Atleta algarvia revalidou este sábado o título continental, durante o evento Bodyboard Girls Experience, que está a decorrer em São Vicente, na ilha da Madeira

Joana Schenker sagrou-se este sábado campeã europeia pelo quarto ano consecutivo, assegurando matematicamente o título ao passar às meias-finais do evento Bodyboard Girls Experience, que está a decorrer este fim de semana na ilha da Madeira.

Perante o cenário paisagístico esplendoroso, na praia da Fajã da Areia, em São Vicente, a atleta algarvia de 29 anos beneficiou também da eliminação da compatriota Teresa Almeida, nos quartos de final, para atingir uma pontuação impossível de alcançar.

"Estou super feliz.
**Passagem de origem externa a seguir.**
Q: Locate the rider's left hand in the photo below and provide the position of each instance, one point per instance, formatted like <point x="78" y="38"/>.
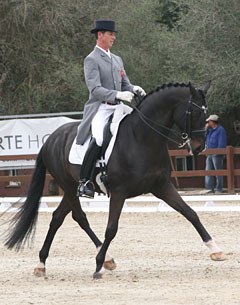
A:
<point x="138" y="89"/>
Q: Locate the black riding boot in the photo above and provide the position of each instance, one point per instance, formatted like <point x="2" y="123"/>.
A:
<point x="86" y="186"/>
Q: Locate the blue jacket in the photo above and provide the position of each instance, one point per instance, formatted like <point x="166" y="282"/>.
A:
<point x="216" y="137"/>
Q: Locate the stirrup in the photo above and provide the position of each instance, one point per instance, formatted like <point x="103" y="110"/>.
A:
<point x="85" y="189"/>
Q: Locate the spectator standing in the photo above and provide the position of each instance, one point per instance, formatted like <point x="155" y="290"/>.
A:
<point x="215" y="138"/>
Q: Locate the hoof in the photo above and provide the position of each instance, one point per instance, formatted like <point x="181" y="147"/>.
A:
<point x="40" y="272"/>
<point x="110" y="265"/>
<point x="97" y="275"/>
<point x="218" y="256"/>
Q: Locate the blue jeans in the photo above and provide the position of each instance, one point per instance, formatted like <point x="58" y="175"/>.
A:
<point x="214" y="162"/>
Um dos objetivos do ano é sempre defender o título europeu. Mas esta prova é especial, porque estão aqui as melhores do mundo. Posso até estar a competir com uma campeã do mundo que não é minha concorrente direta no Europeu", confessou a bodyboarder de origem alemã.

"Estou a sentir-me bem, é uma onda que eu gosto. É especial, porque é preciso compreender bem como ela se forma, porque nem todas as ondas são boas. A escolha é fundamental, mas as condições estavam boas para o campeonato e senti-me bem a surfar. Amanhã [domingo] o mar vai mudar bastante, vai estar bem maior, e isso vai mudar o jogo. Não vai ser tão tático. Vai ser mais físico e de grande rigor. Mas a minha estratégia é sempre a mesma, fazer o melhor a cada heat, independentemente de lá estarem ou não as melhores do mundo, e no final se isso for o suficiente para passar, tudo bem. Mas se perder e fizer o meu melhor, também fico feliz", acrescentou a atleta que este domingo até pode juntar o título mundial ao europeu, mas que diz não querer "pensar muito nisso".
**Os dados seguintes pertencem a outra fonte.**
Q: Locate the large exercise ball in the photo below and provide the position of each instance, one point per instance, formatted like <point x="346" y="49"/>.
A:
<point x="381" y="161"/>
Ainda assim, a tetracampeã europeia diz que se sente "bastante confortável com o mar mais forte", o cenário mais provável para as condições do último dia de prova. "Para mim, é melhor do que as condições que estão hoje [sábado]. Mas amanhã veremos como vai ficar. Haverá espetáculo garantido. Desde o início do ano que tenho mantido o pensamento de pensar heat a heat. Sem heats intermédios, não há resultado final. Não há vencedores à partida, há apenas favoritos. Tudo é possível", analisou, pragmática, e respeitadora do valor das adversárias: "Em termos de contas, a Isabela Sousa e a Alexandra Rinter são as mais perigosas, mas também está aqui a japonesa [Sari Ohhana] que está a surfar muito bem. Essas três e a Neymara Carvalho, que é a que tem mais experiência, são as adversárias com mais peso. Qualquer uma pode ganhar e, destas quatro, três estão no meu heat. Se queremos ser campeãs do mundo, temos de vencer as melhores."
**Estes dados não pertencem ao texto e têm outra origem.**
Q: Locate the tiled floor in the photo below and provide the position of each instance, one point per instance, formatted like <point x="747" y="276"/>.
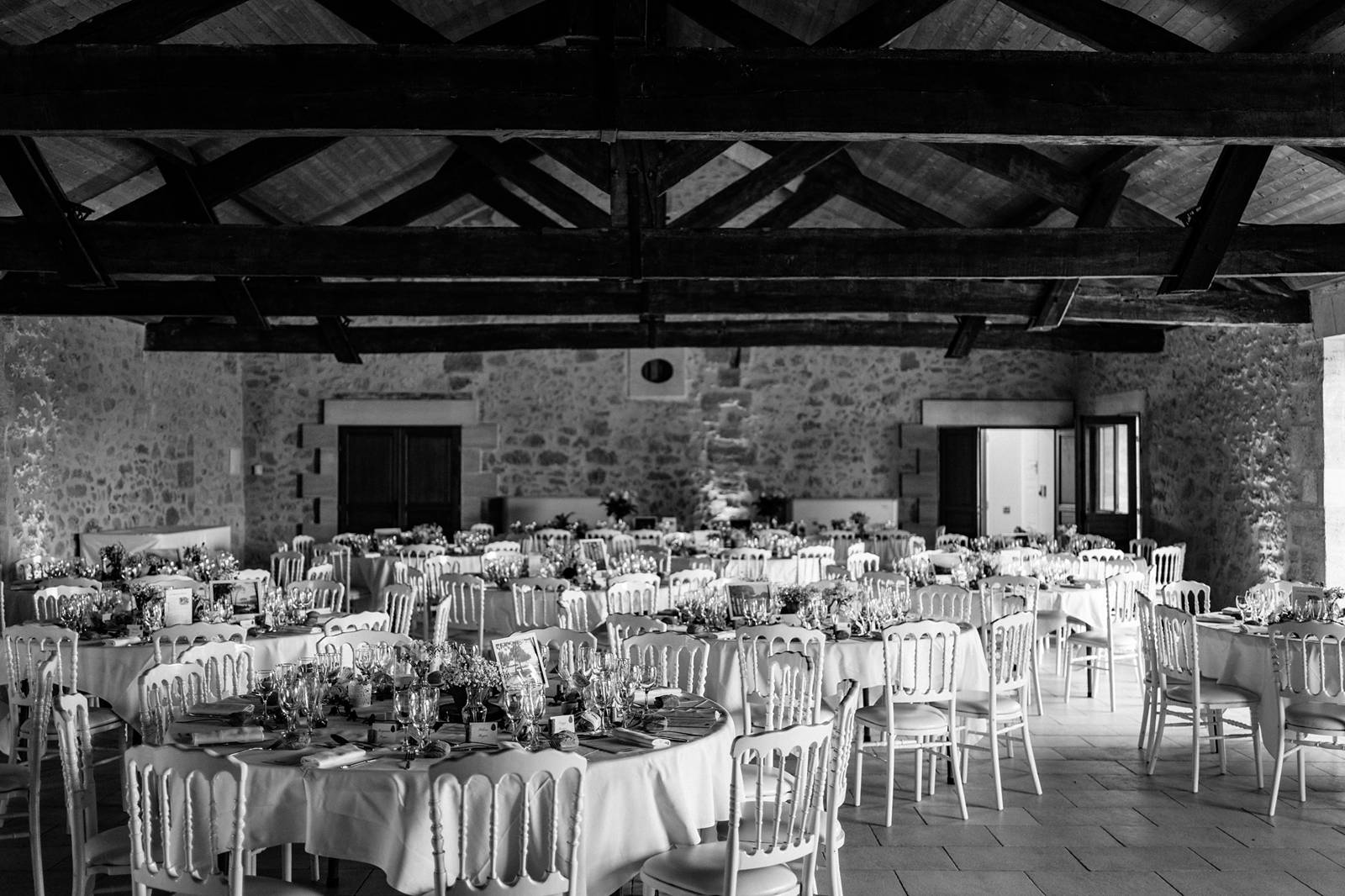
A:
<point x="1100" y="826"/>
Joana Schenker, que superou a compatriota Ana Peres e a norte-americana Andreia Carvalho Dias na primeira onda, e foi segunda no seu heat dos quartos de final, atrás da brasileira Isabela Sousa, mas à frente das portuguesas Raquel Oliveira e Madalena Padrela, vai entrar em ação este domingo naquele que é considerado o heat mais difícil das meias-finais. Como adversárias, terá a já citada Isabela Sousa, que é a atual campeã mundial, e também a brasileira Neymara Carvalho e a austríaca Alexandra Rinter.

Na outra semifinal, estará outra portuguesa, Catarina Sousa, que vai medir forças com a espanhola Teresa Padilla, a havaiana Traci Effinger e atleta com melhor pontuação alcançada nas duas rondas disputadas este sábado, a japonesa Sari Ohhana. "Estou super contente, porque não compito há dois anos. Já tenho um historial longo, há 20 anos que ando a competir, só que fui mãe e tive de parar. Vim para me divertir e estar com estas miúdas, que para mim são uma segunda família, e para acompanhar as minhas atletas. O último heat não começou nada bem e tive de alterar a minha estratégia, mas se perdesse, era para as minhas atletas. Não tinha quaisquer expetativas, só queria fazer ondas boas. Mas claro que quando nos aproximamos das fases finais, começa a ser difícil e temos de estar mais focadas. O meu objetivo é continuar a fazer ondas boas e, se der para passar, melhor ainda, mas continuo sem pensar num objetivo final. Vou heat a heat. O mar está ótimo. Acho que está tudo a nosso favor", afirmou a veterana atleta, que considera que "a japonesa [Sari Ohhana] está muito forte" e "vai ser dura de roer".

Além das meias-finais, este domingo também se vão disputar as semifinais one on one e a grande final do Bodyboard Girls Experience, que arrancou este sábado com a presença de 24 atletas de sete nacionalidades.